Back and forth.
Back and forth.
Pigs, chickens, goats, ducks, geese, turkeys;
feed them all.
Always as a girl she walked without shoes.
She played in the mud and yet was still beautiful.
Up and down she chased that boy.
The painter boy;
the one who did not all that much care for mud.
The big man with the heavy boots stopped coming here;
many years ago he stopped.
The three ladies with the pointy shoes came then.
I became ridden with new holes and dips daily.
I became even more worn and torn up.
One would think I spent all my time with the likes of chickens;
continuously pecking and clawing and picking.

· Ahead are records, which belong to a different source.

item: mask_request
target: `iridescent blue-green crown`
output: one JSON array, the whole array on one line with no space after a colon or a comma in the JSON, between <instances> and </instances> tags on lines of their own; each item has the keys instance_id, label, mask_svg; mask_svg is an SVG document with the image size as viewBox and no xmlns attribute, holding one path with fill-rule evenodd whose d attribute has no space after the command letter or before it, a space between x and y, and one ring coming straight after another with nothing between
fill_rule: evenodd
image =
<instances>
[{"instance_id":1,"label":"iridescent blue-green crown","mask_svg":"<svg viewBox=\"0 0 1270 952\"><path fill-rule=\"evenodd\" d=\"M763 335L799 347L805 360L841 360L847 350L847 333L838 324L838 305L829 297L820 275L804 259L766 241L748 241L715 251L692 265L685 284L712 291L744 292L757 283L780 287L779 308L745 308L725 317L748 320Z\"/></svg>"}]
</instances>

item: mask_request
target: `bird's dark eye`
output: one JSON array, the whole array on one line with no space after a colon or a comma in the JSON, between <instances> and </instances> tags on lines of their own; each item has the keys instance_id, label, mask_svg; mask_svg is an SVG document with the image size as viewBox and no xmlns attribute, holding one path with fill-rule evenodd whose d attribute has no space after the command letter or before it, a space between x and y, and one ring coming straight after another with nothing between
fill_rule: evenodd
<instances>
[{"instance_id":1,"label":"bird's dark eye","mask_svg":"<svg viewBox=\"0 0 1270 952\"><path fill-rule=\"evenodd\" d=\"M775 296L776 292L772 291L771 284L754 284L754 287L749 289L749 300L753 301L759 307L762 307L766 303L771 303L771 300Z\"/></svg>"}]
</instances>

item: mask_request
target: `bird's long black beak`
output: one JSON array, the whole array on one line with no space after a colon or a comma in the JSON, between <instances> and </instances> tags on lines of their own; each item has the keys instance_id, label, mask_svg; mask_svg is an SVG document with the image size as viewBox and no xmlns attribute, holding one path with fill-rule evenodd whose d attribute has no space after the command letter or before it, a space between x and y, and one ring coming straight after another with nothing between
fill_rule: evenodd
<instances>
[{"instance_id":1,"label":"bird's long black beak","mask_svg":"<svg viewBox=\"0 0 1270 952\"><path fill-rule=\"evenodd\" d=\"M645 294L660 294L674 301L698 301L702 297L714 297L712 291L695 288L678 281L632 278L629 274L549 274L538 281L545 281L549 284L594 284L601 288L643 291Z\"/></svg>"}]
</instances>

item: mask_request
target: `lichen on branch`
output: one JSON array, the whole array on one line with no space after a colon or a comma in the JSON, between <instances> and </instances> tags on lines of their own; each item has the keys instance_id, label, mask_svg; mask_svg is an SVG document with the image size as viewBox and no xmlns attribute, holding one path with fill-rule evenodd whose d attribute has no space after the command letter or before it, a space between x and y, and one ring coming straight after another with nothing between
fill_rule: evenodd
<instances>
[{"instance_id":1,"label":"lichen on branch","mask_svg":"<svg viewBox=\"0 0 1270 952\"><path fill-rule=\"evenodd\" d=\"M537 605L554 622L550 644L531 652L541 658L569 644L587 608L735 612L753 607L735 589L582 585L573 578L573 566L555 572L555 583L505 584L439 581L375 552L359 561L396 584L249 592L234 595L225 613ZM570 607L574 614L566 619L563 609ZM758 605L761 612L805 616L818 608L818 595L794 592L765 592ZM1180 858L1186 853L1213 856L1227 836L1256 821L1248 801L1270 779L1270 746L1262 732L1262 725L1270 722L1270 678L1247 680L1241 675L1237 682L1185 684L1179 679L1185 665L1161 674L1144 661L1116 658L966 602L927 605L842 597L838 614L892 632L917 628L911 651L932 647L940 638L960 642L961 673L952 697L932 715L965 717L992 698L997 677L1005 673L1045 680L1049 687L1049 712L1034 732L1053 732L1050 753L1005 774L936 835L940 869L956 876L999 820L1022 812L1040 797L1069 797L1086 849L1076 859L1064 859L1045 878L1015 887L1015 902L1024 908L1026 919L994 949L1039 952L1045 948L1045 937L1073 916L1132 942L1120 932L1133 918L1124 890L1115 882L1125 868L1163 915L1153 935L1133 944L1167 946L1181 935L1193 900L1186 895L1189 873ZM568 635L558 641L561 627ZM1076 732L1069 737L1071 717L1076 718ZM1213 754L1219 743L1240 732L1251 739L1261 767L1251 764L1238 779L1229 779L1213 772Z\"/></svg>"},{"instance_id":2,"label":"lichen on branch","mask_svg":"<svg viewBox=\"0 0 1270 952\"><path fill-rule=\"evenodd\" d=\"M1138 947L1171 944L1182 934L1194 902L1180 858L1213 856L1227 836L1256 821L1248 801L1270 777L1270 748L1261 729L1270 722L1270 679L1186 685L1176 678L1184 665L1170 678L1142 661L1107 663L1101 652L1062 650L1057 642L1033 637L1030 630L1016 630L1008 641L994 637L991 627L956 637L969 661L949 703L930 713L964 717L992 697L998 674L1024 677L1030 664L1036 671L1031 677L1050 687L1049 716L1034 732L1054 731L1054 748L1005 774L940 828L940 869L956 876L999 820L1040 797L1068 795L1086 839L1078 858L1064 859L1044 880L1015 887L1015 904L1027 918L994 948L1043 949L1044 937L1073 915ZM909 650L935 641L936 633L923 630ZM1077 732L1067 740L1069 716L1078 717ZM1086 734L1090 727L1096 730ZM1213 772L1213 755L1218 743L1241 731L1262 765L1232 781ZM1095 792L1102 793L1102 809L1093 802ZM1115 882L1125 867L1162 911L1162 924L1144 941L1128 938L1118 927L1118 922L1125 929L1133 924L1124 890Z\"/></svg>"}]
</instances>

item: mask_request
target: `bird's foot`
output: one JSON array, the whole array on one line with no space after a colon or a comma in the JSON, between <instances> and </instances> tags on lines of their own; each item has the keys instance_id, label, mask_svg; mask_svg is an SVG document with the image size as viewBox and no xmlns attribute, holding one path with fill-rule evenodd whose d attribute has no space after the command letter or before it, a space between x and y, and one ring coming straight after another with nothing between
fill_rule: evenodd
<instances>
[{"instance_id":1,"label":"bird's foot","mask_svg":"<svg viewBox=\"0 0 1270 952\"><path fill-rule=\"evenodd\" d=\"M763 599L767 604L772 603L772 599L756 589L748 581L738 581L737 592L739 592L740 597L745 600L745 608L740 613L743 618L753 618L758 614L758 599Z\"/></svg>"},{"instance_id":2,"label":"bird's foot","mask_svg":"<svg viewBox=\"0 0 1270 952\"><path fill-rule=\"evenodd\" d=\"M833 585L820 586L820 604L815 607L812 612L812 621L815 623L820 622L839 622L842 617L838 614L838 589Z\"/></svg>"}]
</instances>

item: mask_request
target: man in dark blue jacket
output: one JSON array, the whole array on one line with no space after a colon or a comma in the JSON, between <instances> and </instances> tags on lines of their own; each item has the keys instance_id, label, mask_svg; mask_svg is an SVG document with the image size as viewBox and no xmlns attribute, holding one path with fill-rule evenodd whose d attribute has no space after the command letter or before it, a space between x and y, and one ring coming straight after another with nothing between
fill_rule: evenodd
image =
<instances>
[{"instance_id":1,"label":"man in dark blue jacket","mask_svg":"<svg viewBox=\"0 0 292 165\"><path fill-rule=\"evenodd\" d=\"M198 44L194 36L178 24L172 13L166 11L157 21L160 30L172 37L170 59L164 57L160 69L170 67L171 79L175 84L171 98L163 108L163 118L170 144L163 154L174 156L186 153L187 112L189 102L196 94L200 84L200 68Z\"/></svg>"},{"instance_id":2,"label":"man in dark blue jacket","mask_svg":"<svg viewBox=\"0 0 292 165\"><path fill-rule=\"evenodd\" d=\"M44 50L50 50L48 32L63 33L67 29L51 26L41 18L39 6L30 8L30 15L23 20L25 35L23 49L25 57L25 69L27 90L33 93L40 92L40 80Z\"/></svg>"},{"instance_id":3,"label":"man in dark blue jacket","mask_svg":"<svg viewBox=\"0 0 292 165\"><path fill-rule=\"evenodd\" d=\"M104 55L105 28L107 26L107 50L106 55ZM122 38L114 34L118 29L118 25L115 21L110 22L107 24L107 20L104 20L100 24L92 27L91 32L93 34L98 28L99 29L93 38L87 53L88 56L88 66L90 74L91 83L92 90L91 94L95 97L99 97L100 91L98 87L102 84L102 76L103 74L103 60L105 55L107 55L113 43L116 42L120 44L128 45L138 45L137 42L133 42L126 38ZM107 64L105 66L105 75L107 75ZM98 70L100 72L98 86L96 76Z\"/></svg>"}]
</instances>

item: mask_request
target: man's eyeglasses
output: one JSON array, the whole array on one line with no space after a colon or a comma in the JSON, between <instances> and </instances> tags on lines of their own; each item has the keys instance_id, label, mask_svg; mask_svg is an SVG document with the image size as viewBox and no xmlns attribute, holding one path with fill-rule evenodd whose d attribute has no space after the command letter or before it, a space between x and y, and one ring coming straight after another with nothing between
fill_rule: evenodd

Ripping me away from myself layer by layer.
Mostly I waited;
waited for all of them to just leave.
Leave her to her farm.
To her animals.
To her life.
One night,
just as the sun decided to sleep,
she left; slipping away.
The ladies with the pointed shoes were gone.
She was leaving too.
But mercy!
Her feet were not bare and her calluses were hidden.
I knew soon life for us all would change.
For on her feet there was something new.
Glass slippers soft as silk caressed my face.
The hems of white satin and silk slipped over my eyes carefully.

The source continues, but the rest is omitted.